You Say You Want a Resolution, Yeah
photo credit: Wikimedia Commons
I just read this little article about new years resolutions and ways to motivate oneself into keeping them. It resonated with a conversation had last night, and made me think a bit about the whole concept of “resolving.”
This article presumes that our goals are things we don’t really want to do, and I suppose that is the traditional approach to making new years resolutions. “This year, I SHOULD _____” (be healthier, eat less sugar, exercise, etc…). And then we break those resolutions because we’re in a power struggle with them. The “should” becomes the adult voice of authority, while we take the role of the rebelling child, and… much chocolate-bingeing and couch-surfing ensues.

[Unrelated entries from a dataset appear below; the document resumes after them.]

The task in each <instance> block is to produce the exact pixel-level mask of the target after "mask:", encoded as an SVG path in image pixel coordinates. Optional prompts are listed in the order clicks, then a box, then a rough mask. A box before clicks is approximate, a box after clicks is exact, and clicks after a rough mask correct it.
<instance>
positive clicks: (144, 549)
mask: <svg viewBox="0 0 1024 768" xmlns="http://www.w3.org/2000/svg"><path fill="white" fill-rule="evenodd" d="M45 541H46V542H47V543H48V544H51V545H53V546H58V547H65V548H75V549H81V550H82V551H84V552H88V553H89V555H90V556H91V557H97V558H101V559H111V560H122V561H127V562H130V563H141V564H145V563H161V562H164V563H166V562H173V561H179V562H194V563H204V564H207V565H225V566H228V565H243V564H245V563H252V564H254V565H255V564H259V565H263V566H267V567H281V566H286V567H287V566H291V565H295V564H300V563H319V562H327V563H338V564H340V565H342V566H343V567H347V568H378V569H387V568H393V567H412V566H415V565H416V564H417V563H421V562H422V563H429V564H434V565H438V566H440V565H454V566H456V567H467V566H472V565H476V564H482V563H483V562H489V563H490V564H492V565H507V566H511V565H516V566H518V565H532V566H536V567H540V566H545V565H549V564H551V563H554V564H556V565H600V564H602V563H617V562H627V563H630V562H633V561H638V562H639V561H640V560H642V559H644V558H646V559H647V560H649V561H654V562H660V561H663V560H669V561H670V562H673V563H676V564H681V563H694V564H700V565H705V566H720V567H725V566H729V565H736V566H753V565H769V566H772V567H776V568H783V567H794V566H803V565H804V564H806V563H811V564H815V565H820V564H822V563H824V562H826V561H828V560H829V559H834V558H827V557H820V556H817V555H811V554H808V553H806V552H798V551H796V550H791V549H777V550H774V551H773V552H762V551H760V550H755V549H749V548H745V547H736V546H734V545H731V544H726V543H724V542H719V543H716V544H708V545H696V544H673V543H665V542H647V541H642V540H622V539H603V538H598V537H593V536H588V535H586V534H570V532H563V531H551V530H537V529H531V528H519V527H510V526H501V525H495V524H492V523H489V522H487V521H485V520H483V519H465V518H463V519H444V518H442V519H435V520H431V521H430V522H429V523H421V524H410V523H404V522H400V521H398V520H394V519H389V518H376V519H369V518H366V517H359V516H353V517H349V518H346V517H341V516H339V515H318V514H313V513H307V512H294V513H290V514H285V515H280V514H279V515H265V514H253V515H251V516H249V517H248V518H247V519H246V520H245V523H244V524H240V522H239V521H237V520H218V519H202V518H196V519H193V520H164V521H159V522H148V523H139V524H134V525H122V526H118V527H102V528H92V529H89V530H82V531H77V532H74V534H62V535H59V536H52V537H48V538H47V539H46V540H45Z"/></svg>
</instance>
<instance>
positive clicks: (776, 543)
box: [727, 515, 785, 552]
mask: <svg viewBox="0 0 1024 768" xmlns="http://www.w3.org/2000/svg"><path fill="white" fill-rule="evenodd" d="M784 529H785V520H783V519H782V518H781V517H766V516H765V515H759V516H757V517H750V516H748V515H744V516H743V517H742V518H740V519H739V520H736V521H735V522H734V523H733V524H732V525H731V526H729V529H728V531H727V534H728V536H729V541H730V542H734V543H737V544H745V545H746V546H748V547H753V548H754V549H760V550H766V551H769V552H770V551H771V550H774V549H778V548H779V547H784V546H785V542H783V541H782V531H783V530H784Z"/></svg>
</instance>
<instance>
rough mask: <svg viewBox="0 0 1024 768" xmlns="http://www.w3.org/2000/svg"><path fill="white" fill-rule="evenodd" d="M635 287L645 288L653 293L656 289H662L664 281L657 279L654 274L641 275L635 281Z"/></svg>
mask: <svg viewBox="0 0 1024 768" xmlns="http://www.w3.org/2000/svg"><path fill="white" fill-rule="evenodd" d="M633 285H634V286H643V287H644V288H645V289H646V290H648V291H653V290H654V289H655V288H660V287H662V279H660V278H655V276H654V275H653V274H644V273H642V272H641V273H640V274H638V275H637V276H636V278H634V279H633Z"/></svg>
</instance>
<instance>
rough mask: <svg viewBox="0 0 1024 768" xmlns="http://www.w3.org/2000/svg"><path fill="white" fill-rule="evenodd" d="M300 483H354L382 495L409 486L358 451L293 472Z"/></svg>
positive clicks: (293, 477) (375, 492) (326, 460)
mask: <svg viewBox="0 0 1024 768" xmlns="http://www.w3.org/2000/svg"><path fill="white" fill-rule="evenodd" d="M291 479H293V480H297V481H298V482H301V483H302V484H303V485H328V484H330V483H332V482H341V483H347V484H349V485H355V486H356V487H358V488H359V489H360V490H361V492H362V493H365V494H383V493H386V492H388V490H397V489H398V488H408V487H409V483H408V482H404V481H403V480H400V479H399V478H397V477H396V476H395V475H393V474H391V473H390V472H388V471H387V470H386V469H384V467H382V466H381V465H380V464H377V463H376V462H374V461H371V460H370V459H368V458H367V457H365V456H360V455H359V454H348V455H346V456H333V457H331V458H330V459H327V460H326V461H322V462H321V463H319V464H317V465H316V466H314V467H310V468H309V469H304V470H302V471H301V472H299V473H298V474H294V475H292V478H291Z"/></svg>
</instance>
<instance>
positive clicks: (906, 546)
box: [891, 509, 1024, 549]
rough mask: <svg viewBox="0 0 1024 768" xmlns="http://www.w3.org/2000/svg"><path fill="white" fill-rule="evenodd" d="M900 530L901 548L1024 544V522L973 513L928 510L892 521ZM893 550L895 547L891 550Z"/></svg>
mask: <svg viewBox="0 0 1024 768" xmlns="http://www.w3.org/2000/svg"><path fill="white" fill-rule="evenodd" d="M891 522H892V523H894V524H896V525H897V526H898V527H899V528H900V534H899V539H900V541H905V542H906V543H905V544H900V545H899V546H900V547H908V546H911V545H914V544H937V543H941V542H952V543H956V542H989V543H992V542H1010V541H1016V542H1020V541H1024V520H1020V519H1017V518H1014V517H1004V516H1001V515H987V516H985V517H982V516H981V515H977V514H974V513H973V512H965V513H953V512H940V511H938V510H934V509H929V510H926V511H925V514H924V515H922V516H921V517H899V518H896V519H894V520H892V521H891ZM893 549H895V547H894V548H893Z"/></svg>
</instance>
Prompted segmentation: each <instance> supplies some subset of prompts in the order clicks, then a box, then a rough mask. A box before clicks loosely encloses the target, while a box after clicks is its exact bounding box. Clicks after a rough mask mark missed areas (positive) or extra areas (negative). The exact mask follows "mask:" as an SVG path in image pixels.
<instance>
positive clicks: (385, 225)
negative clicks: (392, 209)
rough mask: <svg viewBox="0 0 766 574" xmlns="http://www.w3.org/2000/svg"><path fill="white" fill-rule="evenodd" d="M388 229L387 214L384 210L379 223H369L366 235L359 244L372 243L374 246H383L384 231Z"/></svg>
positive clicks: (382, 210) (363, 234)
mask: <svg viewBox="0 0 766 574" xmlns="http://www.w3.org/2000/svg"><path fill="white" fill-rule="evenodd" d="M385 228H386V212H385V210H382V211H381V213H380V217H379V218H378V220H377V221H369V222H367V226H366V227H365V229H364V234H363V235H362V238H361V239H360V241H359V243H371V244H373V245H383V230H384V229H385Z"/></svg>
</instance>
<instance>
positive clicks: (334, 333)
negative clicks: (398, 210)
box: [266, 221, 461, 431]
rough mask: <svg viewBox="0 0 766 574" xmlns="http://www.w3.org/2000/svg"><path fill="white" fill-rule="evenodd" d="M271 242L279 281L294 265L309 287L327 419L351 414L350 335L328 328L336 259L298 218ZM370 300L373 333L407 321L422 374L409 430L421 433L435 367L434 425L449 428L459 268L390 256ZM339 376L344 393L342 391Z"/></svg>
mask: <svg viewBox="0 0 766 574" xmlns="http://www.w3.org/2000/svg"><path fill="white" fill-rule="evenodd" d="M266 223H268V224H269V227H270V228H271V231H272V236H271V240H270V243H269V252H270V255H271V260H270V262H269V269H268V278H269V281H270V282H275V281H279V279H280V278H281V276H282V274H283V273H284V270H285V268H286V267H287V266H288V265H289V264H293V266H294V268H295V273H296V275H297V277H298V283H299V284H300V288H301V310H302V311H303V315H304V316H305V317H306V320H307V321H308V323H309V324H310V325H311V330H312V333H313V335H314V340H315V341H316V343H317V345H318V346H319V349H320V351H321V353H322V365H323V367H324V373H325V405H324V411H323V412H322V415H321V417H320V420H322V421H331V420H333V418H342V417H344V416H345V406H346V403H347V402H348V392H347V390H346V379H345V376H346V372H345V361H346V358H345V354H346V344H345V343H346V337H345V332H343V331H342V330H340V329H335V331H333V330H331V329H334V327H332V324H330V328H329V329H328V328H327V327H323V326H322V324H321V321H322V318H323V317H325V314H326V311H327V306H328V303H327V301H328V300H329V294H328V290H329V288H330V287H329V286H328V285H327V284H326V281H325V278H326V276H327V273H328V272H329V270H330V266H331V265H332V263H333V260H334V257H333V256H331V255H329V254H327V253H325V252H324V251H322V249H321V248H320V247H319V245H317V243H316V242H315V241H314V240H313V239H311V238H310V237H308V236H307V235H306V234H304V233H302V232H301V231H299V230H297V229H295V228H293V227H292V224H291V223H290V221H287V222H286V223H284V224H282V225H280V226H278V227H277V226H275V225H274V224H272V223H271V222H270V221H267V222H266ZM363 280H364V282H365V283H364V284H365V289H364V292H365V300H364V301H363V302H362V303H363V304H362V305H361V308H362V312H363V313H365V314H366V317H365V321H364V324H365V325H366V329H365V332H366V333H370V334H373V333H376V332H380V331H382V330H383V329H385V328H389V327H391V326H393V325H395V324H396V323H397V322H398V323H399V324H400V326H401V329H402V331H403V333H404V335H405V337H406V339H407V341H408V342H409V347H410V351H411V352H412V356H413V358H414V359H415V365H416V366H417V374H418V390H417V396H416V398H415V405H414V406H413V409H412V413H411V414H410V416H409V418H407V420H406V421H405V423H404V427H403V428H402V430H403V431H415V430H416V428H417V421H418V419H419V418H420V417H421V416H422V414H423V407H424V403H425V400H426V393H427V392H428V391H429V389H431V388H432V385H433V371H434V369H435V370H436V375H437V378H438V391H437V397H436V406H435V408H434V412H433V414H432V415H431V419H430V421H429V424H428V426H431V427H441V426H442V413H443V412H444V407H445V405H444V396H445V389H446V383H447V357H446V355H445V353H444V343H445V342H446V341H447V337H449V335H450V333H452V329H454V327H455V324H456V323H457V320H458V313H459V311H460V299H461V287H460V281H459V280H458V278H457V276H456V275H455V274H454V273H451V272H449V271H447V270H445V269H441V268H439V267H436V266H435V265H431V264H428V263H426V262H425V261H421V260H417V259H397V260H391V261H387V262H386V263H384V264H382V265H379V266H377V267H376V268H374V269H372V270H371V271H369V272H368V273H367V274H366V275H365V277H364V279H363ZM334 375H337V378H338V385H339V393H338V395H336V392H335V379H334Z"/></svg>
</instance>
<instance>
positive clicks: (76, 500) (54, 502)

How about embracing the idea that you’re already perfect?
“Should” implies you ought to be something different than you are. Now, perhaps you WANT to adopt some new habits… but is that because you are inspired by the idea of those new behaviors? Or is it because you feel guilty about your current behaviors?
In yoga we spend a fair amount of time being “present” — focusing on the current moment, the breath, the situation exactly as it is, even if it’s uncomfortable (pigeon pose, anyone?). It seems to me that this New Years Resolution thing is all about regretting the present (and the past) and resolving to be someone different in the future. Perhaps that’s not how it resonates for you; perhaps I’m having my own anti-authority rebellion to the terminology (that would not be out of character, I admit!).
When I accept the present as it is, it is easier to take small, incremental steps to affect change. Compassion for everything exactly as it is takes the panic out of “accomplishing” the next thing.
Lately, rather than Resolutions, I’m happier ushering in the new year with a list of my Hopes, and my Goals — some personal, some career-oriented, some financial, and a few are actual behaviors. But I’m no longer expecting that by this time next year I’ll be some better, shinier version of myself (or maybe someone else entirely!).
Am I reading too much into this? How do you like to phrase your rite-of-passage vision for the future of you?